Aos pés de Wayna Pijchu,

vejo-os chegar:

 

formiguejando

monte acima,

em linhas

 

vejo-os

adentrar, 

alastrar-se

pelas ruelas de barro

e pavimentos de granito

 

por cada canal d'água,

em cada lugarejo —

 

filetes em trânsito,

fuliginosos;

 

suas línguas multiformes —

 

à volta:

à serrania circundante,

as montanhas:

 

índias de arbórea

mantilha;

 

seus rostos recobertos

com o viço da mata —

 

o sol,

a luminância:

um altar pétreo;

 

o aurífluo da luz a transbordar

qual uma esteira d'água

 

no entorno,

 

à cercania

 

 

 

 

 

 

Dê-me-te

 

água abaixo,

o empuxo

 

esfumaça

a bruma de numes;

                    

alvigoteja —

  

sol-pôr espiralado, 

silvo repente:

 

baldo abaixo,

ascende em palacete —

 

serpenteia,

aflora em filamentos;

 

dorso lupino,

pés e patas galináceos;

policromia,

lúpulo saturado —

 

a cônscia-incipiência, o relapso:

 

cinábrio,

cinéreo,

citrino;

 

o visco fulminante —

 

além da luz: a linha

 

devenindo...

 

 

[Do livro Travessia, inédito]


 

 

 

 
 
dezembro, 2012
 
 
 

 

 
Bruno Prado (São Paulo/SP, 1981).
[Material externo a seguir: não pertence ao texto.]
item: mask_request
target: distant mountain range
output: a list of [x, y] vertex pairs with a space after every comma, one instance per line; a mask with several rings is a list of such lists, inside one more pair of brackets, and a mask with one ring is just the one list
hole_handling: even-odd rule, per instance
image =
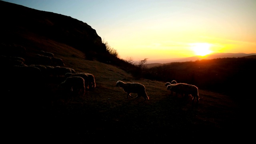
[[245, 54], [243, 53], [215, 53], [206, 55], [204, 57], [194, 56], [186, 58], [174, 58], [165, 59], [149, 59], [147, 60], [147, 64], [146, 64], [147, 65], [147, 66], [152, 67], [172, 62], [184, 62], [194, 61], [202, 59], [212, 59], [214, 58], [240, 58], [244, 57], [247, 58], [256, 58], [256, 53]]

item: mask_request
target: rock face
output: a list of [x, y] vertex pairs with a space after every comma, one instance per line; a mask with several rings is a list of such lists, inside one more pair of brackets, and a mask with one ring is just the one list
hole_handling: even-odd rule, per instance
[[0, 12], [0, 35], [3, 38], [1, 42], [20, 40], [24, 35], [40, 36], [71, 46], [86, 55], [106, 52], [106, 46], [95, 30], [70, 16], [2, 1]]

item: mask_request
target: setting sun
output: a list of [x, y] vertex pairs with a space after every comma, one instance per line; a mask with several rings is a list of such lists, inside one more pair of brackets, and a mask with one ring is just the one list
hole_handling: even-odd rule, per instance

Poeta. Autor do livro de poesia Fraturas (Rio de Janeiro: Selo Orpheu/ Multifoco, 2010), está nas antologias Poesia Sempre (Rio de Janeiro: Biblioteca Nacional, 2010) e O conto brasileiro hoje (São Paulo: RG Editores, 2005). Participou, como poeta convidado, da exposição "Mesmo nos momentos mais silenciosos", do fotógrafo Gabriel Felsberg (São Paulo, MuBE, 2012). Conta com publicações em periódicos e revistas eletrônicas, no País e em Portugal.